Eclectic Energies

Enneagramm-Typ 7 - Der Enthusiast

Vergnügungssucher und Pläne­schmieder, Suche nach Ablenkung

Der Enthusiast 7.

Menschen dieses Persön­lich­keits­typs geht es wesent­lich darum, dass ihr Leben ein auf­regendes Aben­teuer ist. Siebenen sind zukunft­sorien­tierte, ruhe­lose Menschen, die im All­gemeinen davon über­zeugt sind, dass um die nächste Ecke etwas Besseres auf sie wartet. Sie denken schnell, haben jede Menge Energie und machen viele Pläne. Sie neigen dazu, extro­vertiert, viel­fältig begabt, kreativ und auf­geschlos­sen zu sein. Sie sind begeis­te­rungs­fähig, genießen die Sinnes­vergnügen und halten nichts von jed­weder Form der Selbst­verleug­nung.

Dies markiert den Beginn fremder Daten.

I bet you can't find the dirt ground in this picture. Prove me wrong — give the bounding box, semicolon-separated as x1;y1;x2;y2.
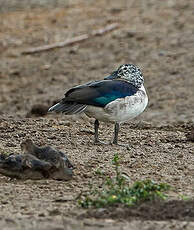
0;0;194;230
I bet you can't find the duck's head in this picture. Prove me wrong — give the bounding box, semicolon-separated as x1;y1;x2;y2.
104;64;144;88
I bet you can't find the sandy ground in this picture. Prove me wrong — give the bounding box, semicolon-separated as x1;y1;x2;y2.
0;0;194;230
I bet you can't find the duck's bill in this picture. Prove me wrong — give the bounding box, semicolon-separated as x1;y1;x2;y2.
104;71;118;80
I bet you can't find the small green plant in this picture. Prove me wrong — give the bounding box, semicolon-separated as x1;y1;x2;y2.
78;154;170;208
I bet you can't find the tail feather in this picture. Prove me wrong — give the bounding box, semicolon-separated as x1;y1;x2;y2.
48;102;87;115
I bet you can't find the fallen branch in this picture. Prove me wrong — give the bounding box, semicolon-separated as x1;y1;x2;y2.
21;23;118;54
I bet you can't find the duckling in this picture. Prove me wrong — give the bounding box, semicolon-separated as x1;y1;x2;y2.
0;154;52;180
0;139;73;180
20;139;74;180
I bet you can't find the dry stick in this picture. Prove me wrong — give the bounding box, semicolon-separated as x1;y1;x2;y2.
21;23;119;54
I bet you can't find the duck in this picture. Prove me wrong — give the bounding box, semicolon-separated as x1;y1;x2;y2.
48;64;148;145
0;139;74;180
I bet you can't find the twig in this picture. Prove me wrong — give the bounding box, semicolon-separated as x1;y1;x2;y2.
21;23;119;54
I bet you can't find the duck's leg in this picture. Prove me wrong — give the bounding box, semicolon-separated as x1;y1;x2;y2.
94;119;99;144
112;122;129;149
94;119;110;144
113;122;119;145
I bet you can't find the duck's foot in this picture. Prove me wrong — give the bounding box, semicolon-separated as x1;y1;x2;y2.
94;140;111;145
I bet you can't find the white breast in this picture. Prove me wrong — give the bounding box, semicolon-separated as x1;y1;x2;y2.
85;86;148;123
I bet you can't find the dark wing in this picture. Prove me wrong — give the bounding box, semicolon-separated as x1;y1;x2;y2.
63;80;137;107
49;80;137;115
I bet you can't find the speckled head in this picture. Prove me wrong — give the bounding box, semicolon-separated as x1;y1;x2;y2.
105;64;144;88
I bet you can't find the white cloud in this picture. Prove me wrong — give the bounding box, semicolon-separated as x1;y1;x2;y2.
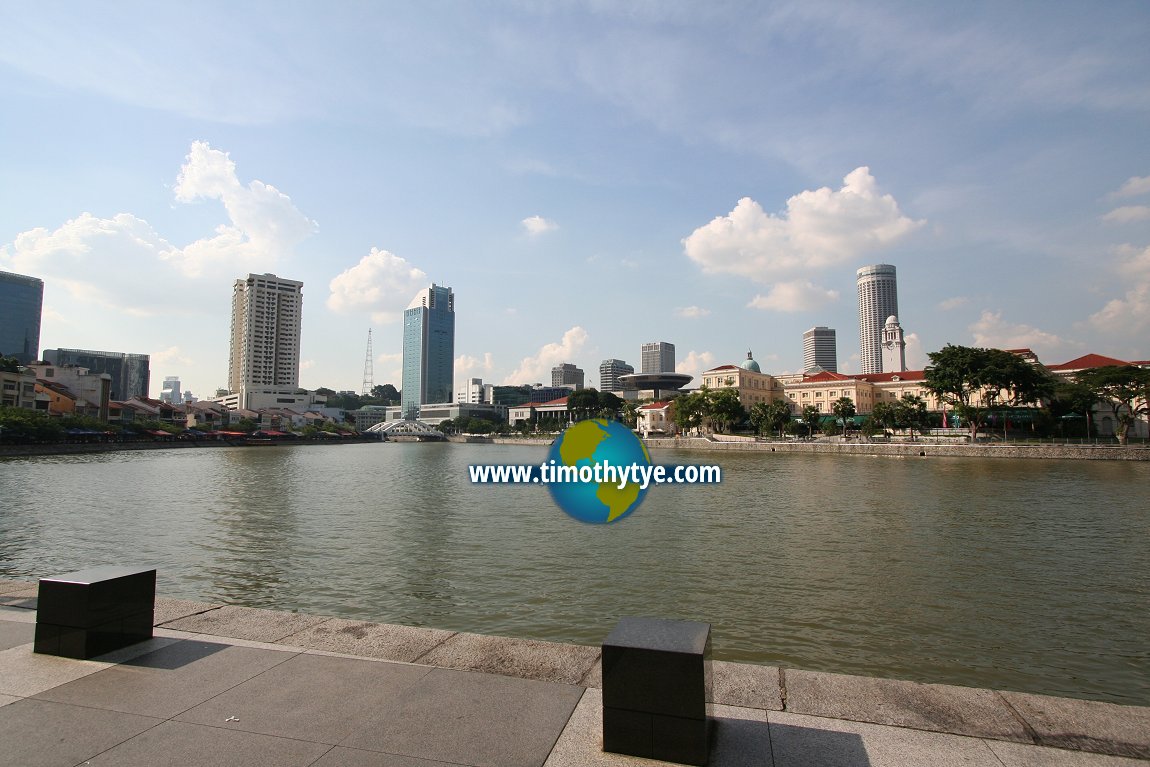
519;216;559;237
504;325;588;385
969;309;1070;358
683;167;926;283
748;279;838;312
1111;176;1150;197
675;350;715;376
1102;205;1150;224
327;247;428;324
163;141;315;277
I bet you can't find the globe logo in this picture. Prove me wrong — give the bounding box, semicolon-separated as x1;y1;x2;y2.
547;419;651;524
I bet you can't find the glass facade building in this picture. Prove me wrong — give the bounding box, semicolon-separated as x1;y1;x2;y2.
0;271;44;365
399;283;455;419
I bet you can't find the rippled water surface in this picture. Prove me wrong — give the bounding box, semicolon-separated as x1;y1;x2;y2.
0;444;1150;705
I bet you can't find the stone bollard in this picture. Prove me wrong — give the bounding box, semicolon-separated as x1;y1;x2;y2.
33;566;155;659
603;618;711;765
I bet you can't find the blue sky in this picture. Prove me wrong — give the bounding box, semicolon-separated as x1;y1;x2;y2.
0;1;1150;397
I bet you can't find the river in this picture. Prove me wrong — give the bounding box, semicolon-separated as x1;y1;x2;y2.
0;444;1150;705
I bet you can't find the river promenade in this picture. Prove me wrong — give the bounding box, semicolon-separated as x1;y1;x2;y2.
0;581;1150;767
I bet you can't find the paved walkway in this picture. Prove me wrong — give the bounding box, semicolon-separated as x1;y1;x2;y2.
0;581;1150;767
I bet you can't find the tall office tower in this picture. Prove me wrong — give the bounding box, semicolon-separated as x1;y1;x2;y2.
228;274;304;393
857;263;898;373
599;360;634;391
399;283;455;419
551;362;584;390
44;348;152;401
803;325;838;373
643;340;675;373
0;271;44;365
882;315;906;373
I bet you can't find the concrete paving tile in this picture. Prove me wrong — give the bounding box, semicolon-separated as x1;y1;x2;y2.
177;654;431;745
340;668;583;767
784;669;1032;743
0;699;161;767
0;621;36;650
987;741;1147;767
0;645;109;698
152;597;223;626
544;689;772;767
36;641;293;719
711;660;783;711
767;712;1002;767
85;722;331;767
158;605;330;642
416;632;599;684
276;618;454;662
312;746;459;767
1002;692;1150;759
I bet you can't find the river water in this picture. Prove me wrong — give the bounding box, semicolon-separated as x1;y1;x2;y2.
0;444;1150;705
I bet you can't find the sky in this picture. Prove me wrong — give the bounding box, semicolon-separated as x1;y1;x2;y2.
0;0;1150;398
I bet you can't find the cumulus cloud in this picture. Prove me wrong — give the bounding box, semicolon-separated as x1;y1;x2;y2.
327;247;428;324
748;279;838;312
1102;205;1150;224
675;350;715;376
683;167;926;283
519;216;559;237
969;309;1067;356
504;325;588;385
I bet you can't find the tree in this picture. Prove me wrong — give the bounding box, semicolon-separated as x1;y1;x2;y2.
1074;365;1150;445
830;397;857;437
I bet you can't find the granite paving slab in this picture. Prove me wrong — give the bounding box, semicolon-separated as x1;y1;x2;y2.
784;669;1033;743
987;741;1147;767
164;605;330;642
1002;692;1150;759
544;689;773;767
0;621;36;650
417;632;599;684
711;660;783;711
767;712;1002;767
282;618;455;662
0;699;161;767
36;641;294;719
84;722;331;767
340;668;583;767
177;654;431;745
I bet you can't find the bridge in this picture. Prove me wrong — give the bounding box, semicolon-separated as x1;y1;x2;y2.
366;420;446;442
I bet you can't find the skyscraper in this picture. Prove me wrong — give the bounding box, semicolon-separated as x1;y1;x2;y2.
399;283;455;419
228;274;304;393
44;348;152;401
803;325;838;373
599;360;634;391
857;263;898;373
643;340;675;373
0;271;44;363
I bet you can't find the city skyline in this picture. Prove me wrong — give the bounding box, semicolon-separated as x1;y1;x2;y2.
0;2;1150;396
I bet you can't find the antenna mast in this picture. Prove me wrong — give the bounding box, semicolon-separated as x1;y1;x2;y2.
360;328;375;397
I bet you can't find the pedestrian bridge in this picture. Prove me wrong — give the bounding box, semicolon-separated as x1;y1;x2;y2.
367;420;446;442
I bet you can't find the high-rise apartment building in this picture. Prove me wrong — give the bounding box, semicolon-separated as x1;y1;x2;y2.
399;283;455;419
803;325;838;373
551;362;585;390
643;340;675;373
599;360;634;391
857;263;898;374
228;274;304;393
0;271;44;365
44;348;152;401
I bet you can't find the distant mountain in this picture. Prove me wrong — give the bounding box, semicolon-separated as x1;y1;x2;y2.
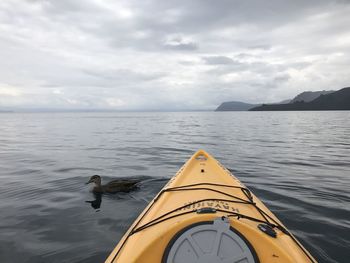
250;87;350;111
215;101;260;111
288;90;334;104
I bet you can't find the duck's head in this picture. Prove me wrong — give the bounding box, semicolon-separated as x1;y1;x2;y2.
86;174;101;185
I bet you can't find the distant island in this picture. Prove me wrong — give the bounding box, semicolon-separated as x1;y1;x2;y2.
249;87;350;111
215;87;350;111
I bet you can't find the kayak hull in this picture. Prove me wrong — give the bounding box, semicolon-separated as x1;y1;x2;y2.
106;150;316;263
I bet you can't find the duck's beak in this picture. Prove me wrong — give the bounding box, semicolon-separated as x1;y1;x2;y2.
85;179;92;184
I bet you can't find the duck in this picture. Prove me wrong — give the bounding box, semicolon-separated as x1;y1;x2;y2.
86;174;141;194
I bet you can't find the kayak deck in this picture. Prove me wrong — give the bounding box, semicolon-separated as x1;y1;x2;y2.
106;150;316;263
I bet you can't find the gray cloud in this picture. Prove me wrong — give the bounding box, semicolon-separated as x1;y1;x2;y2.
0;0;350;109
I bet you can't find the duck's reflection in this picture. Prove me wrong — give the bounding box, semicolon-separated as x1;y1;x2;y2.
85;192;102;210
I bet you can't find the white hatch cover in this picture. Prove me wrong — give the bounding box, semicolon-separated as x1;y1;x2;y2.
162;217;259;263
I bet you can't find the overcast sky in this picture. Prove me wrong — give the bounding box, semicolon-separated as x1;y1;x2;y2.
0;0;350;110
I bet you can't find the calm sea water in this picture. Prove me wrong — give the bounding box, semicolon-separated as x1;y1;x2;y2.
0;112;350;263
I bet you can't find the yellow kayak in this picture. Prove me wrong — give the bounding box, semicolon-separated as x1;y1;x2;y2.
106;150;316;263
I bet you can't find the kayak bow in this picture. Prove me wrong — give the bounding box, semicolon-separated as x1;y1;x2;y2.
106;150;316;263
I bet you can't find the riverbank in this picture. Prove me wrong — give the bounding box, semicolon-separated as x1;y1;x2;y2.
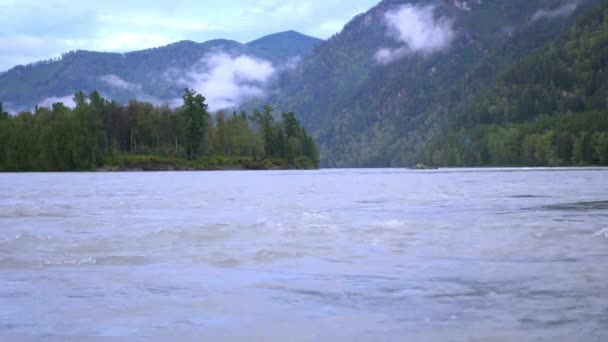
96;155;318;172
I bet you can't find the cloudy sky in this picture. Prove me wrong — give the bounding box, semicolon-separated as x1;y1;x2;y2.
0;0;379;70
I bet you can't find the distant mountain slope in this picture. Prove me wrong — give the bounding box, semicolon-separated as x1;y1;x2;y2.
0;31;321;109
264;0;596;166
426;0;608;166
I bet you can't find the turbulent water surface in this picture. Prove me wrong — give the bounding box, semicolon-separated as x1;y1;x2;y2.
0;169;608;341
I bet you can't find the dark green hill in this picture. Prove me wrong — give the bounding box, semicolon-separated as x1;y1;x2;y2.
0;31;321;110
264;0;596;166
426;0;608;166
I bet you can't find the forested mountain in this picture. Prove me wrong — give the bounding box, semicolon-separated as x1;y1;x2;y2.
270;0;598;166
0;31;321;111
426;0;608;166
0;89;319;172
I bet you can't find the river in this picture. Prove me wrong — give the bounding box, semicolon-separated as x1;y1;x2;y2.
0;169;608;341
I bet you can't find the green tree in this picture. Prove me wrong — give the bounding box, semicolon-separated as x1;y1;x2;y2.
182;89;210;160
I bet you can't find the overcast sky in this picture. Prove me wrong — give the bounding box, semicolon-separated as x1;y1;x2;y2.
0;0;379;71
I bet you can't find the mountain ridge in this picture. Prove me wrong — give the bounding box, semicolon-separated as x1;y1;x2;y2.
0;31;322;110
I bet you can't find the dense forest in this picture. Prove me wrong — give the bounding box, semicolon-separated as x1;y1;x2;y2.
426;1;608;166
0;31;321;111
0;89;319;171
265;0;601;167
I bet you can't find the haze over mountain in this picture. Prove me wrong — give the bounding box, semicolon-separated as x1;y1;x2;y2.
0;31;321;111
0;0;608;167
262;0;597;166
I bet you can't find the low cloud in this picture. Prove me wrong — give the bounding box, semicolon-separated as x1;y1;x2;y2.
99;74;166;106
99;75;141;91
375;5;456;64
530;1;579;23
175;52;277;111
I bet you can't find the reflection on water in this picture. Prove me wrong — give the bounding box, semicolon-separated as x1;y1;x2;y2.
0;169;608;341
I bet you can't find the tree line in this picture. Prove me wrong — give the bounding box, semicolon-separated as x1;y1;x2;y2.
0;89;319;171
425;0;608;166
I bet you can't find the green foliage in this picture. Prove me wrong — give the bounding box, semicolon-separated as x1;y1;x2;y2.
258;0;605;167
0;32;321;108
425;0;608;166
181;89;210;160
0;89;319;171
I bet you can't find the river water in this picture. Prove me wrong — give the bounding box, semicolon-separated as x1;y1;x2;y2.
0;169;608;341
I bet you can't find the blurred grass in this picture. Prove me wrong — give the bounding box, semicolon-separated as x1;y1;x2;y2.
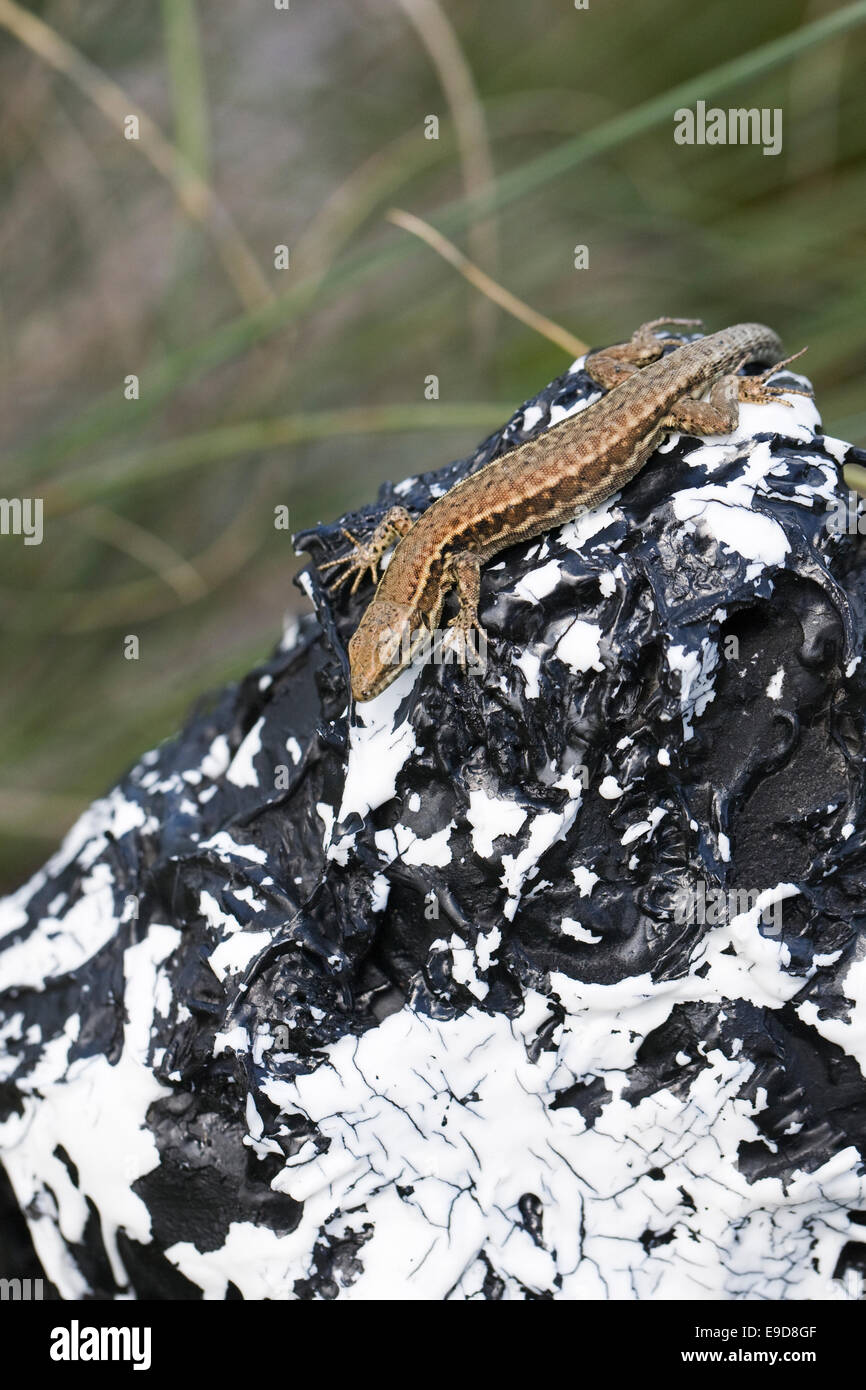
0;0;866;887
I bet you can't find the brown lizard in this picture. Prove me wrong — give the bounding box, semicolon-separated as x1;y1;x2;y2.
320;318;806;701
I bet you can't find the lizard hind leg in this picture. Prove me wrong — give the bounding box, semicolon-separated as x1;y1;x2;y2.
443;550;487;666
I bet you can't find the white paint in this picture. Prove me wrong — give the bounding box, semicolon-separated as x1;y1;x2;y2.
466;787;527;859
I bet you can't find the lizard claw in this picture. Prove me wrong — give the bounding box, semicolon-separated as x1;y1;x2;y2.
737;348;812;410
442;613;487;666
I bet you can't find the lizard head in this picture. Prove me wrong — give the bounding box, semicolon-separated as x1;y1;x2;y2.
349;599;427;701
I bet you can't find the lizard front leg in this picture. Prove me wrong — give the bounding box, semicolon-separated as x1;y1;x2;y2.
662;348;812;435
318;507;414;594
587;318;701;391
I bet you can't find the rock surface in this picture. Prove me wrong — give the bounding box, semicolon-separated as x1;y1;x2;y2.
0;330;866;1300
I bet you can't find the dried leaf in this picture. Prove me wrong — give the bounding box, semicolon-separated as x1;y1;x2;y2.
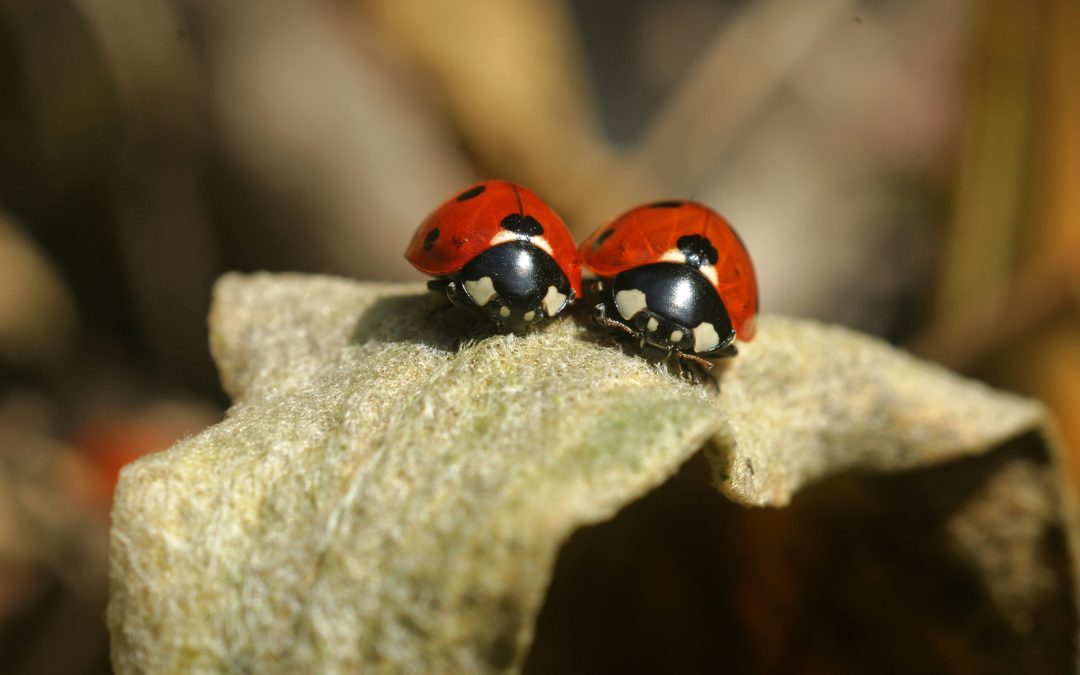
109;275;1071;673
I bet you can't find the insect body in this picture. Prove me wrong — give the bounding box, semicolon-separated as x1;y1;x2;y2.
579;202;757;368
405;180;581;332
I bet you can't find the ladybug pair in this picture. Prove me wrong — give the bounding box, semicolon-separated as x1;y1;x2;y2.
405;180;757;368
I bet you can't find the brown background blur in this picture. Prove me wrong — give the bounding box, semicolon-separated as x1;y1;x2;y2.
0;0;1080;673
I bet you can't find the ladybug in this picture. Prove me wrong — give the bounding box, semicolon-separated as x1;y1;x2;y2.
405;180;581;332
579;201;757;379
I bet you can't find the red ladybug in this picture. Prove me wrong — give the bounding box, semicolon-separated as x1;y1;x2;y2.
580;201;757;368
405;180;581;330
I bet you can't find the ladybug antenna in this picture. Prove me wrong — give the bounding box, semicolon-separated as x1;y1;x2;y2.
510;184;525;216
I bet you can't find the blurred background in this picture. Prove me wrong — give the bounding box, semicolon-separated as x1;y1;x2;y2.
0;0;1080;673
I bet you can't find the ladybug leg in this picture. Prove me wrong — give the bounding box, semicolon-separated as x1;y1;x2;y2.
674;351;720;393
593;302;637;338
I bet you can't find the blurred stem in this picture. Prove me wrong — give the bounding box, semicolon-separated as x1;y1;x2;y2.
934;0;1042;318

Siebenen sind praktisch veran­lagte Menschen mit vielen verschie­denen Fähig­keiten. Sie wissen, wie man Beziehungen knüpft und für sich selbst und die eigenen Interessen anpreist. Sie haben oft einen Unter­nehmer-Geist und sind in der Lage, ihren Enthusiasmus auf die zu über­tragen, mit denen sie in Kontakt kommen. Wenn es ihnen gelingt, ihre Talente ziel­gerichtet einzu­setzen, sind sie häufig sehr erfolg­reich. Jedoch fällt Siebenen das Fokus­sieren durchaus nicht leicht. Ihre Neigung zu glauben, dass noch etwas Besseres auf sie wartet, macht sie unwillig, ihre Optionen einzu­schränken oder ihre Ziele mit echter Hingabe zu verfolgen.

Das Kernproblem der Siebenen ist, dass ihre Jagd nach Vergnügen etwas Zwang­haftes hat. Siebenen sind Angst­typen - sie fürchten besonders die Macht der negative emotionale Befind­lich­keiten. Diese suchen sie zu vermeiden, indem sie in ihrer äußeren Umge­bung nach Ablen­kungen suchen: in dem sie verschiedene Dinge gleichzeitig tun, sich ihre Optionen offen halten oder sich für Stimulationen aller Art enga­gieren. Deshalb sind Siebenen anfällig für Süchte aller Art, sei es Shopping, Spiel­sucht, Drogen oder was immer.

Siebenen haben im All­gemeinen eine hohe Meinung von sich selbst und ihren Talenten; sie neigen dazu, sich auf ihre Stärken und Tugenden zu konzen­trieren und ihre Mängel und Laster herunter­zu­spielen. Sie sind oftmals ziemlich selbst­bezogen, was sich in einem (unbe­gründeten) Gefühl, Ansprüche stellen zu dürfen, zeigt. Ebenso, wie Siebenen die Konfron­tation mit ihren dunkleren Emotionen vermeiden, haben sie Schwierig­keiten, den Schmerz, den andere erleben, zur Kenntnis zu nehmen. Deshalb fällt es ihnen manchmal schwer, die Realität anderer Menschen zu sehen. Der Grad, in dem Siebenen vor negativen Emotionen flüchten, ist ein genaues Maß für ihre mentale Gesund­heit: Je mehr Siebenen davor flüchten, desto stärker wird die Kraft dieser negativen Emotionen, und desto wahr­schein­licher wird es, dass sie in Form einer Angst­störung oder einer ernst­haften depressiven Episode ins Bewusst­sein einbrechen.

Weil sie sich nach außen orien­tieren und nicht sehr zur Innen­schau neigen, ist es nicht un­gewöhn­lich, dass Siebenen sich falsch einordnen. Manchmal halten sie sich für eine Acht, weil Siebenen auch sehr dominant sein können, ins­besondere wenn die Acht ihr dominanter Flügel ist. Aber Achten sind nicht ängst­lich und ihnen fehlt die schnelle, mentale Energie, die für Siebenen charak­teris­tisch ist. Siebenen können sich leicht für eine Drei halten, aber Dreien sind ziel­strebiger als Siebenen und leiden nicht unter dem Bedürf­nis, alle Optionen offen zu halten. Erstaunlicher­weise können sich Siebenen für eine Vier halten. Wenn sie die Kluft zwischen der optimis­tischen, vergnügungs­liebenden Person, als die sie sich der Welt präsen­tieren und der oft angst­besetzten seelischen Befind­lichkeit gewahr werden, können sie ihren Schmerz mit der Melan­cholie der Vier verwechseln. Jedoch fliehen Siebenen vor diesem Schmerz, während Vieren ihre negativen seelischen Zustände kultivieren.